Monday, January 22, 2018

Retail deals with debt (11/15/17)

About retail (from nakedcapitalism.com):

Retail: “Retailers are increasingly charging ‘personalized’ or ‘dynamic’ prices based on your online footprint. They manipulate prices, trying to charge you the max they think you’re willing to pay. You could be sitting right next to someone, looking at the same online product, and be charged more just because of a website you visited” [DuckDuckGo]. “You’re probably familiar with how common this practice is in the airline industry. That’s all thanks to Google’s ITA QPX Software, which provides solutions to airlines to price ‘by market segment, point-of-sale, channel and even user.'”
Retail: “In the U.S., retailers announced more than 3,000 store openings in the first three quarters of this year” [Bloomberg]. “But chains also said 6,800 would close. And this comes when there’s sky-high consumer confidence, unemployment is historically low and the U.S. economy keeps growing. Those are normally all ingredients for a retail boom, yet more chains are filing for bankruptcy and rated distressed than during the financial crisis.

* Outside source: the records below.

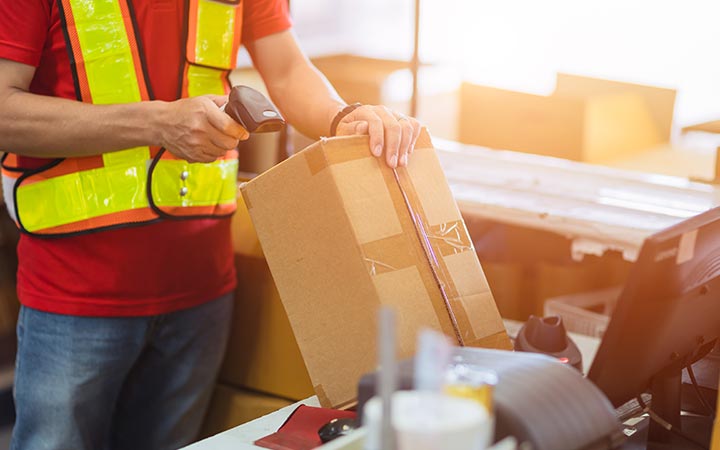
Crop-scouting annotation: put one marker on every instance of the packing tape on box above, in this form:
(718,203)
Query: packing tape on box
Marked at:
(434,249)
(435,242)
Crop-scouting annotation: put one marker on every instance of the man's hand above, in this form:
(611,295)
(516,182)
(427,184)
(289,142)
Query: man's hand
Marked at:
(197,131)
(390,133)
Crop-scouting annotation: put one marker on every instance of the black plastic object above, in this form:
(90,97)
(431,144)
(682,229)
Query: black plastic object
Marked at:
(253,110)
(336,428)
(548,335)
(536,400)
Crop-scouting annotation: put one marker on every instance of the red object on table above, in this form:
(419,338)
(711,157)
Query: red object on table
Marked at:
(300,430)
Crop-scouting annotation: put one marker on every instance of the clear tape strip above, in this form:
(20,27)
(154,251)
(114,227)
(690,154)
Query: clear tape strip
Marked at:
(431,257)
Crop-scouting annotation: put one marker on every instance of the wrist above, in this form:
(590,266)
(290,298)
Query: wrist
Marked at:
(339,113)
(155,121)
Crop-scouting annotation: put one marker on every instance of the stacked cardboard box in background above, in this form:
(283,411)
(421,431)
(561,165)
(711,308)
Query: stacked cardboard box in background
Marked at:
(262,354)
(585,119)
(230,407)
(340,231)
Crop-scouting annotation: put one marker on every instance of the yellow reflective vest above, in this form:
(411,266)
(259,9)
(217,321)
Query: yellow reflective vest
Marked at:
(138,185)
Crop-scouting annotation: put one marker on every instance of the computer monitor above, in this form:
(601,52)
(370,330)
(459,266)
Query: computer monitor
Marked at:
(667,317)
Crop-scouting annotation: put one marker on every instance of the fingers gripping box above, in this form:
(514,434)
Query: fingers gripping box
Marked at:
(343,234)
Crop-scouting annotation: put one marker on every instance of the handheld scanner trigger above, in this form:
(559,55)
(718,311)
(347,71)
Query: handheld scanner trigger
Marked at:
(253,110)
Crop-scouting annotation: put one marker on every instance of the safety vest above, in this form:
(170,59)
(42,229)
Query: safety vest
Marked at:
(138,185)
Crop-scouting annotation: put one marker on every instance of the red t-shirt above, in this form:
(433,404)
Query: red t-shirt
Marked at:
(143,270)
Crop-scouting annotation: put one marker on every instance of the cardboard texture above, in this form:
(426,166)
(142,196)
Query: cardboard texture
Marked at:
(230,407)
(262,353)
(344,234)
(585,119)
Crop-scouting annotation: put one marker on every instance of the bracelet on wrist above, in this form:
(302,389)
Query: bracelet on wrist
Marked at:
(341,115)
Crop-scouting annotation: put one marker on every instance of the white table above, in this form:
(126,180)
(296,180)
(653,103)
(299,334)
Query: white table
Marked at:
(243,436)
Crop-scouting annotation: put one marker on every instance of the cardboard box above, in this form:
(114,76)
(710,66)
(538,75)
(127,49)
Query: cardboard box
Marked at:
(336,228)
(585,119)
(262,353)
(230,407)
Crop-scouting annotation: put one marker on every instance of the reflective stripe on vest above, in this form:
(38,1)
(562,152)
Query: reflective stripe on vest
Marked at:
(82,194)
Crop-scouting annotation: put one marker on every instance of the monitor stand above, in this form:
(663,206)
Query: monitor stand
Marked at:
(665,389)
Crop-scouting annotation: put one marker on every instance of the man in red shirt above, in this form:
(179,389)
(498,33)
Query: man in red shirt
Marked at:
(123,328)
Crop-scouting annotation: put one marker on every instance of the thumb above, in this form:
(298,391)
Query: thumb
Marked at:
(352,128)
(219,100)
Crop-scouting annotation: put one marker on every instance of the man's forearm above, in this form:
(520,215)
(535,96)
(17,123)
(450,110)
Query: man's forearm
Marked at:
(318,105)
(41,126)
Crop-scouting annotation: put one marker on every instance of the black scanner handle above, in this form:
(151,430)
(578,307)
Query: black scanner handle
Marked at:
(253,110)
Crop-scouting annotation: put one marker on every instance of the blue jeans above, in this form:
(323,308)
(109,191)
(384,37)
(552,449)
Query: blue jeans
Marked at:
(116,383)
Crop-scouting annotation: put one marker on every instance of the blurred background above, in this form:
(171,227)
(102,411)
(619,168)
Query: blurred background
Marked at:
(629,90)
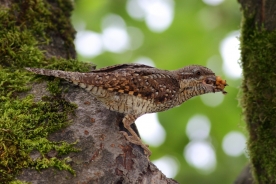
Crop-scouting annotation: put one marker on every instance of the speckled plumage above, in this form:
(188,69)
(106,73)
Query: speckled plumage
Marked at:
(136,89)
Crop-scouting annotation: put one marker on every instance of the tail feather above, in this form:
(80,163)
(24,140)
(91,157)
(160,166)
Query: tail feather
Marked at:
(55,73)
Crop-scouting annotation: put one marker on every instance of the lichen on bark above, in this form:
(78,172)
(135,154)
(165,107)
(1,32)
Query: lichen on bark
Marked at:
(25,123)
(258,50)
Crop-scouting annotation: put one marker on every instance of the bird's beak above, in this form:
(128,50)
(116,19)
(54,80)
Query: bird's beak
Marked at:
(220,84)
(217,83)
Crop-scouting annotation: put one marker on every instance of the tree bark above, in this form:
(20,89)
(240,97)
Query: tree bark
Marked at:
(105,156)
(258,50)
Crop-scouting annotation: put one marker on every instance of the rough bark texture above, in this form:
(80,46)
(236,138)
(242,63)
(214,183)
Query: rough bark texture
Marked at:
(258,49)
(105,156)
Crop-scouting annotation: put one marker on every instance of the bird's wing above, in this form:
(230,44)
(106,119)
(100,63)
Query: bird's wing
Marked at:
(147,83)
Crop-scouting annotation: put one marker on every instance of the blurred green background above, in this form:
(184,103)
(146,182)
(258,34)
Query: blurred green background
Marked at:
(203,140)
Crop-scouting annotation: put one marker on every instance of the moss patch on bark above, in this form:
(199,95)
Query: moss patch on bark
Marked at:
(26,29)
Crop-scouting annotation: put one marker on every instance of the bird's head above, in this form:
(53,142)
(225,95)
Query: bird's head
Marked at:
(196,80)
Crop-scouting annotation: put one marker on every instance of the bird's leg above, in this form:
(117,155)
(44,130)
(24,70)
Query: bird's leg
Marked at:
(127,121)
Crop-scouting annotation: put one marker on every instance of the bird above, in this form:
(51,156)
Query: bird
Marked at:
(137,89)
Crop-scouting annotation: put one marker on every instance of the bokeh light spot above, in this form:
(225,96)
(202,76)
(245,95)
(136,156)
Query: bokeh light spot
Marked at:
(212,99)
(229,49)
(135,10)
(234,143)
(145,61)
(168,165)
(88,43)
(200,155)
(136,37)
(213,2)
(150,129)
(158,14)
(198,127)
(115,37)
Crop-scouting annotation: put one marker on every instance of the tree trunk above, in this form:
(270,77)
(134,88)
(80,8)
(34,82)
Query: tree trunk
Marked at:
(38,33)
(258,50)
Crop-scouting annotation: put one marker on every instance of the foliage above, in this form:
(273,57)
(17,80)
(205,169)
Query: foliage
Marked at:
(193,38)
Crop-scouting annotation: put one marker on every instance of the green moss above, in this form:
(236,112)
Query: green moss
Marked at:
(25,29)
(258,48)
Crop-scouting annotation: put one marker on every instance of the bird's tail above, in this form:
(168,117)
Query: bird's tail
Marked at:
(55,73)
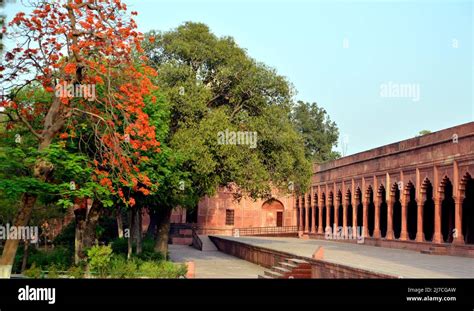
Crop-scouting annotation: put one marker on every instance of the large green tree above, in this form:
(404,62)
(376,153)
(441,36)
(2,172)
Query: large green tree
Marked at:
(319,133)
(213,86)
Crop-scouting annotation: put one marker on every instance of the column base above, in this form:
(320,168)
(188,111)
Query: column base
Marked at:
(377,234)
(459,240)
(5,271)
(437,238)
(419,237)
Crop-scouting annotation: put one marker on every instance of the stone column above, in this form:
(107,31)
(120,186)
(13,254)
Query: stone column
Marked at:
(313,214)
(404,202)
(390,200)
(437,236)
(365,222)
(336,213)
(345,207)
(378,199)
(355,206)
(328,215)
(300,227)
(320,211)
(419,218)
(306,216)
(458,237)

That’s caused an increase in the number of delinquent loan payments by malls and shopping centers…. The reason isn’t as simple as Amazon.com Inc. taking market share or twenty-somethings spending more on experiences than things. The root cause is that many of these long-standing chains are overloaded with debt—often from leveraged buyouts led by private equity firms. There are billions in borrowings on the balance sheets of troubled retailers, and sustaining that load is only going to become harder—even for healthy chains.”
...hmmm, so maybe not the internet vs. bricks-and-mortar!